I made a quick and dirty JavaScript implementation (note: it is O(n^2)):

function lis(a) {
    var tmpArr = Array(),
        result = Array(),
        i = a.length;

    while (i--) {
        var theValue = a[i],
            longestFound = tmpArr[theValue] || 1;

        for (var j=theValue+1; j<tmpArr.length; j++) {
            if (tmpArr[j] >= longestFound) {
                longestFound = tmpArr[j]+1;
            }
        }
        result[i] = tmpArr[theValue] = longestFound;
    }
    return result;
}

jsFiddle: http://jsfiddle.net/Bwj9s/1/

We run through the array right-to-left, keeping previous calculations in a separate temporary array for subsequent lookups.

The tmpArray contains the previously found subsequences beginning with any given value, so tmpArray[n] will represent the longest subsequence found (to the right of the current position) beginning with the value n.

The loop goes like this: For every index, we look up the value (and all higher values) in our tmpArray to see if we already found a subsequence which the value could be prepended to.

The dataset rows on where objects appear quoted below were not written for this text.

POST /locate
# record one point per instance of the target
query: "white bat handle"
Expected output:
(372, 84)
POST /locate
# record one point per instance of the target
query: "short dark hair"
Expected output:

If we find one, we simply add 1 to that length, update the tmpArray for the value, and move to the next index. If we don't find a working (higher) subsequence, we set the tmpArray for the value to 1 and move on.


In order to make it O(n log n) we observe that the tmpArray will always be a decreasing array -- it can and should use a binary search rather than a partial loop.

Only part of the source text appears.